Bosch itself has already moved, signing three humanoid robot drive-unit partnerships in half a year with the goal of generating 10% of group sales from this new field. Qualcomm has rolled out processors purpose-built for humanoid robots and is working with Figure AI and others to define the next-generation computing architecture. Even contract manufacturer Jabil is positioning itself as a scalable robot production platform.
The entry of these players is what will signal the real maturation of the global humanoid robotics supply chain.
The next decade’s globalization narrative
McKinsey’s report is sober; it makes clear nobody should be reaching for champagne just yet. Can humanoid robots work safely alongside humans without cages? How does the force-sensing and tactile supply chain scale? These questions demand joint action across the entire ecosystem — no single company can solve them alone.

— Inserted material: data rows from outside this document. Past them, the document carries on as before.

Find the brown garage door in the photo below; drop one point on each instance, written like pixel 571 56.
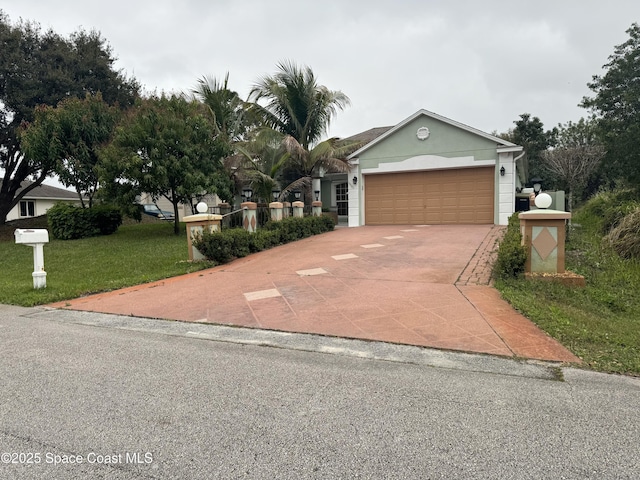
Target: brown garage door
pixel 430 198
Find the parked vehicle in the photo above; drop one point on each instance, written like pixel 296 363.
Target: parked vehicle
pixel 153 211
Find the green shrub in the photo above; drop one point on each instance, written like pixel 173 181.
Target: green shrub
pixel 608 208
pixel 614 214
pixel 68 222
pixel 223 246
pixel 625 237
pixel 106 218
pixel 512 255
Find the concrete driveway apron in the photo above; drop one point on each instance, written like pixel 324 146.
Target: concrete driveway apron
pixel 418 285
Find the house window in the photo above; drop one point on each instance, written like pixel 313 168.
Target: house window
pixel 27 208
pixel 342 198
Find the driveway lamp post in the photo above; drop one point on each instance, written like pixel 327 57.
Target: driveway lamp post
pixel 275 207
pixel 316 206
pixel 537 185
pixel 249 219
pixel 247 193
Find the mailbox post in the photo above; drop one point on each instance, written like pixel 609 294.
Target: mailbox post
pixel 35 238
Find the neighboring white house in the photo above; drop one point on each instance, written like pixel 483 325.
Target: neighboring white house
pixel 162 203
pixel 39 200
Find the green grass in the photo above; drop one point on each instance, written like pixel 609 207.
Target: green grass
pixel 601 322
pixel 135 254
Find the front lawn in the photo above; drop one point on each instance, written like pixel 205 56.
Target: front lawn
pixel 601 322
pixel 135 254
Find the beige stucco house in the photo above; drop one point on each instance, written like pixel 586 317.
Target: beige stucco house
pixel 427 169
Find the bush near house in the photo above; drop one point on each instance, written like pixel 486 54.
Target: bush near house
pixel 223 246
pixel 512 255
pixel 68 222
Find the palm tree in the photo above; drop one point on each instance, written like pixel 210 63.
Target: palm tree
pixel 300 111
pixel 228 111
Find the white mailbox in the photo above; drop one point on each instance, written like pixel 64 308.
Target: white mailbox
pixel 36 238
pixel 31 235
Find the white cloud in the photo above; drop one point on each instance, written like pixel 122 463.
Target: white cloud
pixel 480 63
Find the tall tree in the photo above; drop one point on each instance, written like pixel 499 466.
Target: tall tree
pixel 228 111
pixel 41 67
pixel 70 136
pixel 164 147
pixel 575 158
pixel 529 132
pixel 616 105
pixel 300 110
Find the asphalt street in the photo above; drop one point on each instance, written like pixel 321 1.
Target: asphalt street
pixel 85 395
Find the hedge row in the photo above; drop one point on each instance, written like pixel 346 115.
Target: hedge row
pixel 223 246
pixel 512 255
pixel 68 222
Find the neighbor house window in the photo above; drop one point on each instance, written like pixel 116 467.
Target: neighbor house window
pixel 27 208
pixel 342 198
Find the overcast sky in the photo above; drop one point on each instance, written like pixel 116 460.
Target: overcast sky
pixel 482 63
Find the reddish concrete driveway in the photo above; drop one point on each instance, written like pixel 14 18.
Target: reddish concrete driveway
pixel 418 285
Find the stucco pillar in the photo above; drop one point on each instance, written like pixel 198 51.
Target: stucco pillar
pixel 249 220
pixel 316 209
pixel 298 209
pixel 196 224
pixel 224 208
pixel 543 235
pixel 286 209
pixel 276 211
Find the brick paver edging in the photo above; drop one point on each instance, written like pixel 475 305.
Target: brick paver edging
pixel 478 270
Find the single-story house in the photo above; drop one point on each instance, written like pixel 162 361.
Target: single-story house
pixel 427 169
pixel 39 200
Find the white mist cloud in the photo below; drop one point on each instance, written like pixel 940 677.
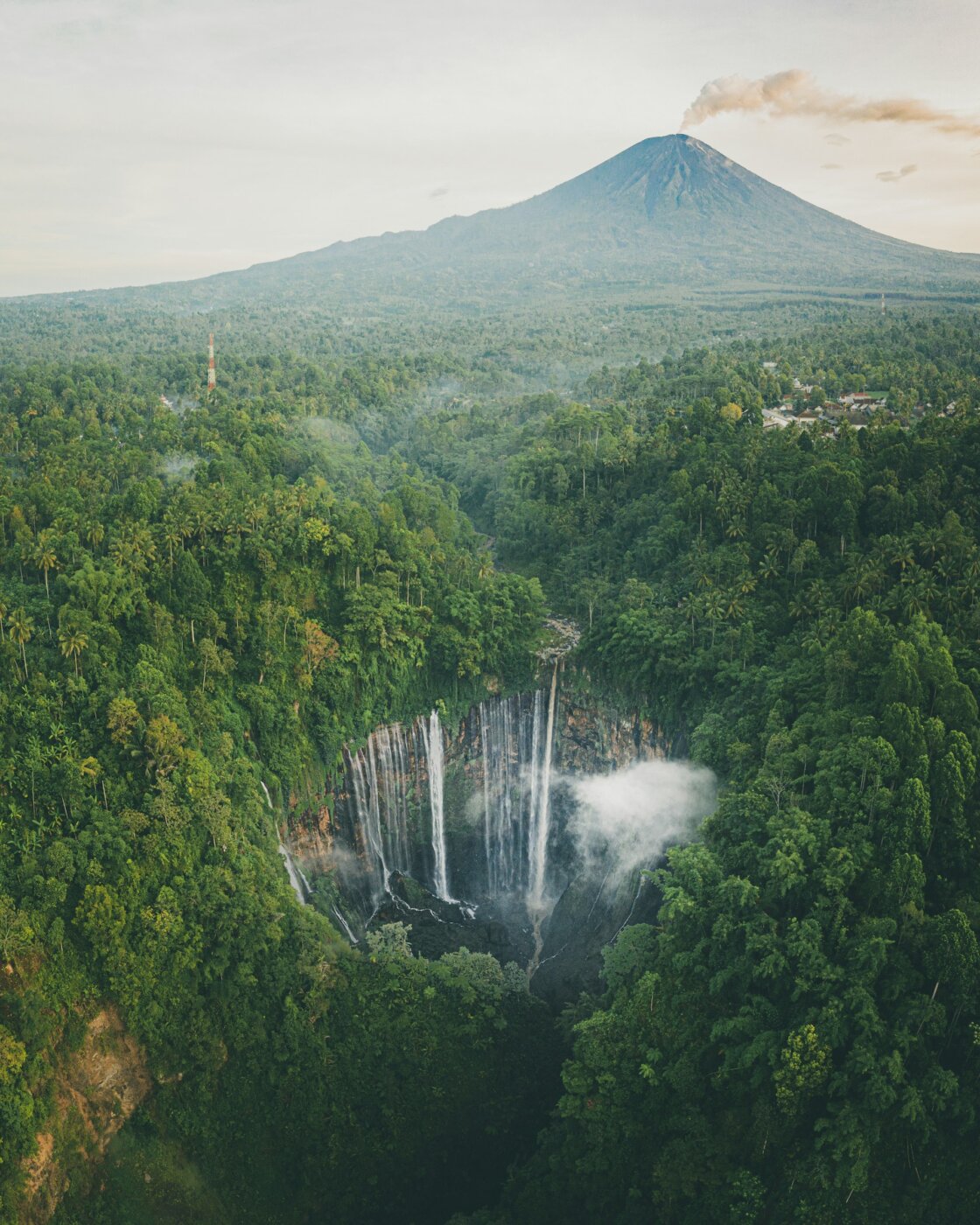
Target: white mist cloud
pixel 894 175
pixel 796 92
pixel 630 817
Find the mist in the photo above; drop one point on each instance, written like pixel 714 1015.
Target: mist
pixel 630 817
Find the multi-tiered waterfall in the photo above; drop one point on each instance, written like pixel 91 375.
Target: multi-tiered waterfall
pixel 522 832
pixel 397 810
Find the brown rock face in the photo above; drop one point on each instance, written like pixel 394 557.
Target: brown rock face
pixel 97 1090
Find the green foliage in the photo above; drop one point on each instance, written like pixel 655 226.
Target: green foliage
pixel 172 634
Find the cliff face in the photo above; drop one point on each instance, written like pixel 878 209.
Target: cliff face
pixel 591 738
pixel 95 1092
pixel 336 845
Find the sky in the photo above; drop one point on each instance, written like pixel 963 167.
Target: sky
pixel 161 140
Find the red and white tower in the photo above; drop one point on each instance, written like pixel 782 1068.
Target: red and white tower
pixel 211 377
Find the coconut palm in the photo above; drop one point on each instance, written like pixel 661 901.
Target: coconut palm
pixel 74 642
pixel 21 628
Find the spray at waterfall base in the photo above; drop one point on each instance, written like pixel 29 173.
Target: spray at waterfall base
pixel 536 808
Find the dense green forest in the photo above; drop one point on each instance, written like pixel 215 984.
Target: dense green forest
pixel 192 604
pixel 204 596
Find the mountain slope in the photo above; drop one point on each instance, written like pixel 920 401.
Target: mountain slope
pixel 667 214
pixel 670 211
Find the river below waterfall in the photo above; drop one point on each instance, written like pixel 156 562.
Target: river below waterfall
pixel 523 833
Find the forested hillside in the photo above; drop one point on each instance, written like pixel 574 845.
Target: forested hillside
pixel 796 1038
pixel 202 597
pixel 192 604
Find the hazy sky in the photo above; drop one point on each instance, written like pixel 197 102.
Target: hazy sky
pixel 153 140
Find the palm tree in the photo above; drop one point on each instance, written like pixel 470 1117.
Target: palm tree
pixel 21 627
pixel 74 642
pixel 45 556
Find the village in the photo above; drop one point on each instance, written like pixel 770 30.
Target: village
pixel 854 408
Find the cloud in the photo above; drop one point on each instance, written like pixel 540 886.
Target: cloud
pixel 894 175
pixel 795 92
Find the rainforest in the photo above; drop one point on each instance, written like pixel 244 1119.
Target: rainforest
pixel 453 780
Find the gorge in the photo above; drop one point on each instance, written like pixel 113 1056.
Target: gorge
pixel 523 830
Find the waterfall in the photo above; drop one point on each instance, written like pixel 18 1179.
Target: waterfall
pixel 397 775
pixel 296 878
pixel 437 763
pixel 541 827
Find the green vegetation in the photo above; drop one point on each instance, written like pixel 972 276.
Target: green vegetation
pixel 195 600
pixel 190 604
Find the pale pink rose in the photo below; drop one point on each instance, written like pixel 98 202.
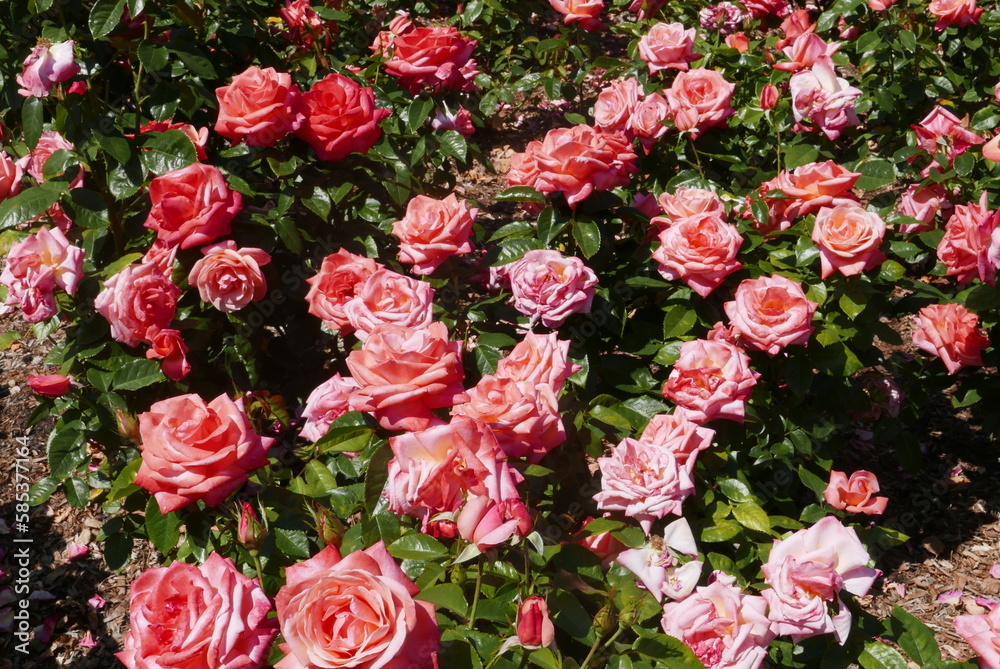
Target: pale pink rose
pixel 805 51
pixel 341 274
pixel 645 481
pixel 806 573
pixel 855 494
pixel 725 628
pixel 434 470
pixel 701 250
pixel 358 611
pixel 548 286
pixel 922 204
pixel 230 278
pixel 539 359
pixel 433 231
pixel 575 161
pixel 823 98
pixel 983 634
pixel 965 246
pixel 207 617
pixel 47 65
pixel 585 12
pixel 388 297
pixel 711 380
pixel 325 404
pixel 700 99
pixel 848 237
pixel 138 301
pixel 523 415
pixel 195 451
pixel 645 123
pixel 770 313
pixel 403 373
pixel 949 12
pixel 615 103
pixel 668 45
pixel 950 332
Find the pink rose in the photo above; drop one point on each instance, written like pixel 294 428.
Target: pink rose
pixel 356 611
pixel 855 494
pixel 403 373
pixel 339 277
pixel 949 331
pixel 725 628
pixel 823 98
pixel 434 58
pixel 962 12
pixel 340 117
pixel 575 161
pixel 192 206
pixel 47 65
pixel 585 12
pixel 711 380
pixel 699 249
pixel 207 617
pixel 848 237
pixel 548 286
pixel 770 313
pixel 138 301
pixel 668 45
pixel 230 278
pixel 195 451
pixel 700 99
pixel 259 107
pixel 388 297
pixel 434 230
pixel 325 404
pixel 806 573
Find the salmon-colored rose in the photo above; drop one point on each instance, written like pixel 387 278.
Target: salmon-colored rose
pixel 192 206
pixel 340 117
pixel 340 276
pixel 855 494
pixel 950 332
pixel 403 373
pixel 848 237
pixel 356 611
pixel 259 107
pixel 196 451
pixel 770 313
pixel 230 278
pixel 434 230
pixel 207 617
pixel 700 99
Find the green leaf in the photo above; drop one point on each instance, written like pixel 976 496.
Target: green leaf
pixel 104 16
pixel 163 530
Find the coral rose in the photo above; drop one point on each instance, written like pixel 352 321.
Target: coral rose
pixel 711 379
pixel 196 451
pixel 548 286
pixel 855 494
pixel 340 117
pixel 700 99
pixel 403 373
pixel 259 107
pixel 356 611
pixel 949 331
pixel 192 206
pixel 230 278
pixel 207 617
pixel 434 230
pixel 770 313
pixel 339 276
pixel 848 237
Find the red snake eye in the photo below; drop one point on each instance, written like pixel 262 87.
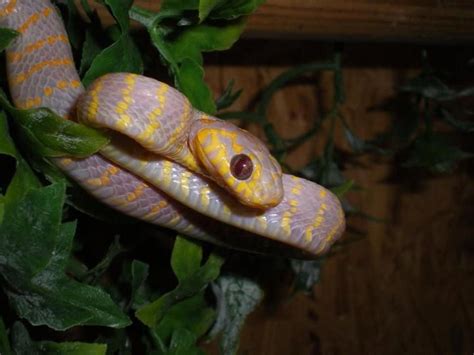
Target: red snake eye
pixel 241 166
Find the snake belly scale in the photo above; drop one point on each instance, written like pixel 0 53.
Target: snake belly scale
pixel 167 163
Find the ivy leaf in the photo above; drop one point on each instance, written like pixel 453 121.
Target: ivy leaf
pixel 21 341
pixel 24 178
pixel 428 86
pixel 462 125
pixel 183 342
pixel 307 273
pixel 51 135
pixel 195 281
pixel 191 314
pixel 185 267
pixel 5 348
pixel 119 9
pixel 74 25
pixel 237 297
pixel 23 344
pixel 121 56
pixel 233 9
pixel 6 37
pixel 195 40
pixel 183 54
pixel 34 250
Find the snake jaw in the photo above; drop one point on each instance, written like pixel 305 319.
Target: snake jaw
pixel 215 144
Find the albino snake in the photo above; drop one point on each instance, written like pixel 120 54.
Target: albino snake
pixel 169 164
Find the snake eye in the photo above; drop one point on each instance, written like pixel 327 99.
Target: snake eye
pixel 241 166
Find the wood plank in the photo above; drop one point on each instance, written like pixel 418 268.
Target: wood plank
pixel 363 20
pixel 407 286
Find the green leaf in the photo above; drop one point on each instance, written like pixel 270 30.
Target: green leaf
pixel 90 50
pixel 190 81
pixel 428 86
pixel 192 314
pixel 183 342
pixel 34 250
pixel 228 97
pixel 139 273
pixel 195 282
pixel 179 5
pixel 6 37
pixel 121 56
pixel 50 135
pixel 72 348
pixel 462 125
pixel 237 297
pixel 24 178
pixel 5 348
pixel 307 273
pixel 186 257
pixel 21 341
pixel 119 9
pixel 74 25
pixel 234 8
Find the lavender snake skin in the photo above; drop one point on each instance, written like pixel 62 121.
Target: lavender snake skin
pixel 167 164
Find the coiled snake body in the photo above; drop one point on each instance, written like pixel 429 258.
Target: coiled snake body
pixel 169 164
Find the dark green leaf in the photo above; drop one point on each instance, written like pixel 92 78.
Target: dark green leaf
pixel 119 9
pixel 74 25
pixel 139 274
pixel 24 179
pixel 72 348
pixel 190 80
pixel 235 8
pixel 6 36
pixel 152 313
pixel 186 257
pixel 192 314
pixel 204 38
pixel 34 249
pixel 183 342
pixel 21 341
pixel 462 125
pixel 237 297
pixel 121 56
pixel 427 86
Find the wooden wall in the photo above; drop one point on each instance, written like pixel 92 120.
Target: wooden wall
pixel 408 286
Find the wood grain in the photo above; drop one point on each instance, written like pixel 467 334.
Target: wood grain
pixel 407 287
pixel 445 21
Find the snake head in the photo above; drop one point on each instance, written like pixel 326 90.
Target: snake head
pixel 237 161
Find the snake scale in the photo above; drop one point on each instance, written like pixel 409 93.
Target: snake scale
pixel 167 163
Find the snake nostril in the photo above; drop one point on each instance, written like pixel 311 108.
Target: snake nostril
pixel 241 166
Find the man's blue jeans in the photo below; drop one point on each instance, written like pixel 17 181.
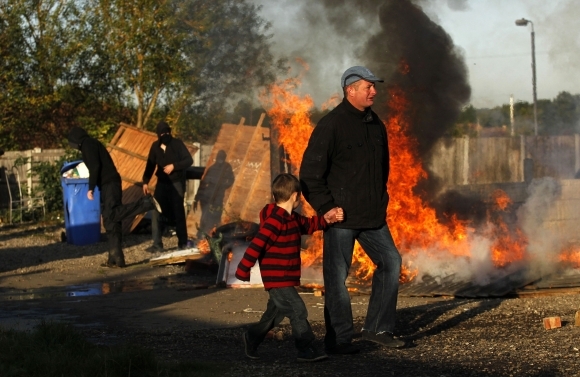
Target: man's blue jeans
pixel 283 302
pixel 337 259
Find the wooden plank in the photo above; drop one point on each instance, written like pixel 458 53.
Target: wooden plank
pixel 127 152
pixel 237 187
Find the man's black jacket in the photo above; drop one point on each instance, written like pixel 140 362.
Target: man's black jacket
pixel 175 153
pixel 346 164
pixel 98 160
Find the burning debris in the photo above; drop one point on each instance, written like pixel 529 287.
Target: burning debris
pixel 499 249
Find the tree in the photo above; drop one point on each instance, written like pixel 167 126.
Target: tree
pixel 96 63
pixel 182 57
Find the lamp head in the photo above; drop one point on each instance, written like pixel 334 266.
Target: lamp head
pixel 522 22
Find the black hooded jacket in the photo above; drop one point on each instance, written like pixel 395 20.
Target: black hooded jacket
pixel 175 153
pixel 98 160
pixel 346 164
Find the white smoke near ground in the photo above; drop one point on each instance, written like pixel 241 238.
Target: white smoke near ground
pixel 541 258
pixel 543 244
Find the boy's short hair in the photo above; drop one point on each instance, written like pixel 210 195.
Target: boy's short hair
pixel 283 186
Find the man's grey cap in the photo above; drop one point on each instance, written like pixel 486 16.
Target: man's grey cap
pixel 353 74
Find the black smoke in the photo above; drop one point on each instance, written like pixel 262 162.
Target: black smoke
pixel 435 77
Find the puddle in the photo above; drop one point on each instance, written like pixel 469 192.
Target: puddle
pixel 96 289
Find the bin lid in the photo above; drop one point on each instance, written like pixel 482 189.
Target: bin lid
pixel 69 165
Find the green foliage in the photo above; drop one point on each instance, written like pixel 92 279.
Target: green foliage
pixel 94 64
pixel 49 182
pixel 559 116
pixel 58 349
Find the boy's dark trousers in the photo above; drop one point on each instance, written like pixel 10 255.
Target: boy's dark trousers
pixel 283 302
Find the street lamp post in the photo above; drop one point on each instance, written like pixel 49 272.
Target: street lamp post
pixel 524 22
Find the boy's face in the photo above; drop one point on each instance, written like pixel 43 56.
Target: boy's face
pixel 296 197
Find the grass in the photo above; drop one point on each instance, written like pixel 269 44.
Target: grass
pixel 58 349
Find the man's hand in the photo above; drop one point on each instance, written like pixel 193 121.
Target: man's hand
pixel 168 169
pixel 331 216
pixel 339 214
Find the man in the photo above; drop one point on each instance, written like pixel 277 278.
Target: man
pixel 346 164
pixel 171 158
pixel 104 175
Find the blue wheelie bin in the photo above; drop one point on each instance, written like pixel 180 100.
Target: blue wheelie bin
pixel 82 217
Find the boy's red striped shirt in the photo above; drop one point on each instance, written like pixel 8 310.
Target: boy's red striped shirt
pixel 277 247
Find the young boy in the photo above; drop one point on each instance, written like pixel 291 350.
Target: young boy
pixel 277 248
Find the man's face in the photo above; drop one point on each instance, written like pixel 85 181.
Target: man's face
pixel 362 94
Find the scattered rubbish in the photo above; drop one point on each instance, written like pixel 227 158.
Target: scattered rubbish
pixel 250 310
pixel 552 323
pixel 176 257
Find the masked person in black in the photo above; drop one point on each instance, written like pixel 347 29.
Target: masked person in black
pixel 104 175
pixel 171 158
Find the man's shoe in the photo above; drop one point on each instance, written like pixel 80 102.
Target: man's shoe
pixel 342 349
pixel 311 354
pixel 383 338
pixel 251 351
pixel 153 203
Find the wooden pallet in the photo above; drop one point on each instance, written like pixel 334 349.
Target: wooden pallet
pixel 239 187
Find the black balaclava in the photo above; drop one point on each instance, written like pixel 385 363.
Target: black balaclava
pixel 163 128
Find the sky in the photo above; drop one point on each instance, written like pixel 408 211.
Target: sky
pixel 497 53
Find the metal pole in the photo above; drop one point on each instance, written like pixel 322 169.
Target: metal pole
pixel 512 115
pixel 534 81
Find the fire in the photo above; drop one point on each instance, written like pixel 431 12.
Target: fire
pixel 203 246
pixel 510 244
pixel 414 224
pixel 290 115
pixel 570 256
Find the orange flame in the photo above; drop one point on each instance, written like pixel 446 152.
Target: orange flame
pixel 414 225
pixel 510 244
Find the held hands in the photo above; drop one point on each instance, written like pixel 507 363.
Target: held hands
pixel 334 215
pixel 168 169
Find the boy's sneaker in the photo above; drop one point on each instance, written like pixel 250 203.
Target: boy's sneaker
pixel 342 349
pixel 311 354
pixel 383 338
pixel 156 204
pixel 251 352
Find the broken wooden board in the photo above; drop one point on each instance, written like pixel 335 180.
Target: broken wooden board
pixel 177 257
pixel 236 183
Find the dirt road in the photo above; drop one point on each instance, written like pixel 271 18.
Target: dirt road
pixel 184 316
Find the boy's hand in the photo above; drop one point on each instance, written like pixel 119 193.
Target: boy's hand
pixel 339 214
pixel 331 216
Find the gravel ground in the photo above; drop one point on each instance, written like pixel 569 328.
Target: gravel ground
pixel 446 336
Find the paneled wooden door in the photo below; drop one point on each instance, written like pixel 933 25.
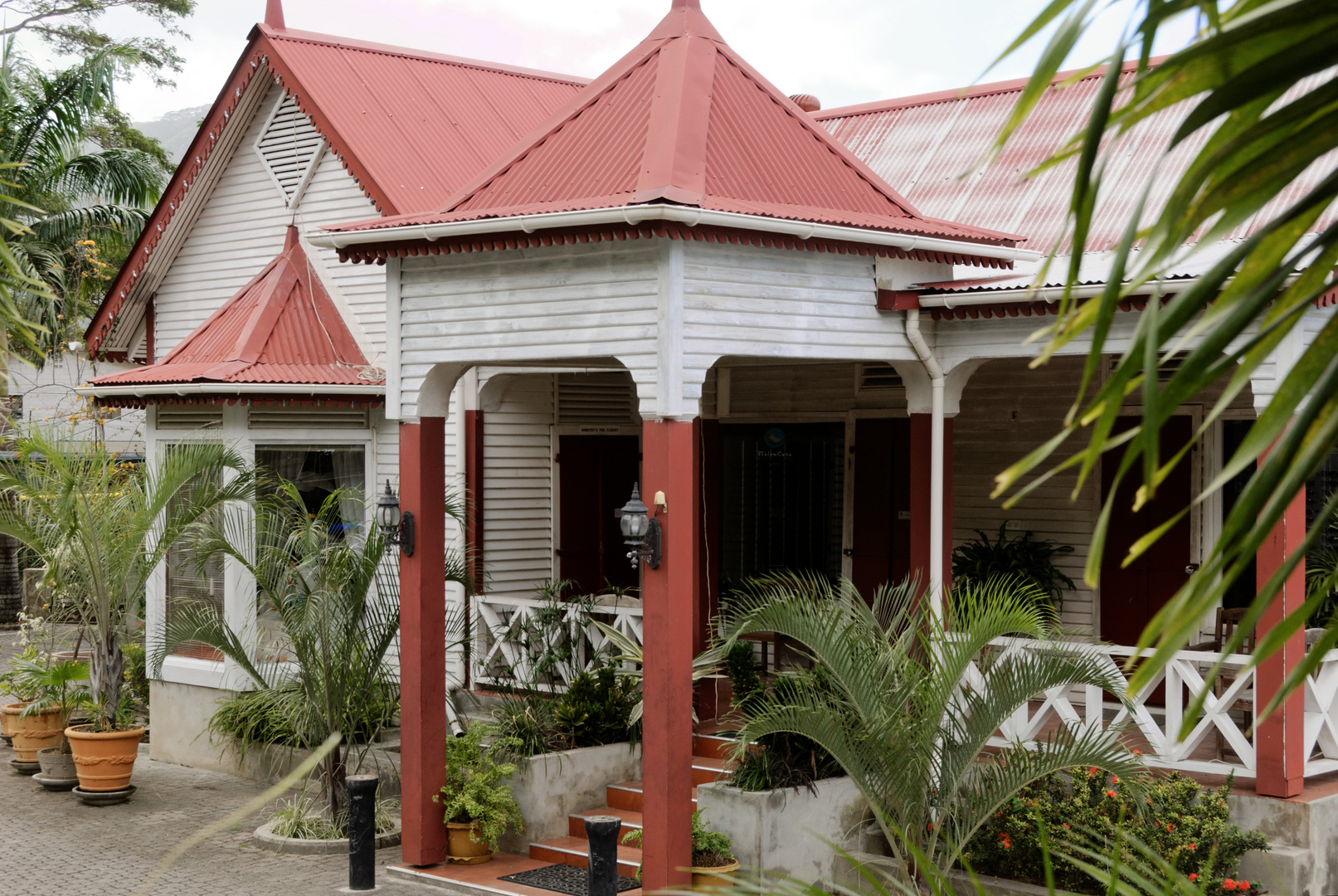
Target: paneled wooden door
pixel 596 475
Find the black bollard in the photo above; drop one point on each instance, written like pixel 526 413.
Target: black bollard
pixel 602 835
pixel 362 830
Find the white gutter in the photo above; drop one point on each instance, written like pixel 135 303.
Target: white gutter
pixel 1052 295
pixel 150 389
pixel 936 465
pixel 635 216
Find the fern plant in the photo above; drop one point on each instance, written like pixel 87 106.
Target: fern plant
pixel 1028 561
pixel 474 792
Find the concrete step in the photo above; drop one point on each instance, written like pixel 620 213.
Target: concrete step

Yet what Morgan Stanley sees from across the Pacific is a much grander storyline. Their assessment: humanoid robots are likely to face far milder trade barriers than electric vehicles. The logic is straightforward. EVs pose a direct threat to the century-old auto industries that are political sacred cows in Europe, the U.S., Japan and South Korea.
Robots? Many of those same countries are staring at labor shortages and aging populations. A capable, affordable robot starts to look less like a threat and more like a saviour. The report mentions that Audi has already begun working with China’s UBTECH in Europe — a German company becoming a customer. That sort of story would be almost unthinkable in telecoms or automotive equipment.
For that reason, the total addressable market (TAM) carries deep macroeconomic weight. Morgan Stanley projects: by 2036, global humanoid robot adoption will reach 24.4 million units. By 2040, it explodes to 137.9 million units. By 2050, the global installed base sits at 1 billion units; assuming a six-year replacement cycle, annual market revenue would reach an eye-watering $7.5 trillion.
That likely explains the conviction behind the report. This isn’t a simple story of industrial substitution. It’s about China systematically projecting the supply chain momentum, talent depth and market scale built over the past two decades onto a brand-new track, with the potential to redraw the rules of global manufacturing.
The risks are plain to see: reckless over-competition, stubborn technical bottlenecks, fragmented deployment scenarios. But in a race where the starting pistol hasn’t yet fired, the Chinese team has already completed its first lap. What matters now is whether the contestants can turn that head start from “can we build it” into “can we build it well — and profitably.”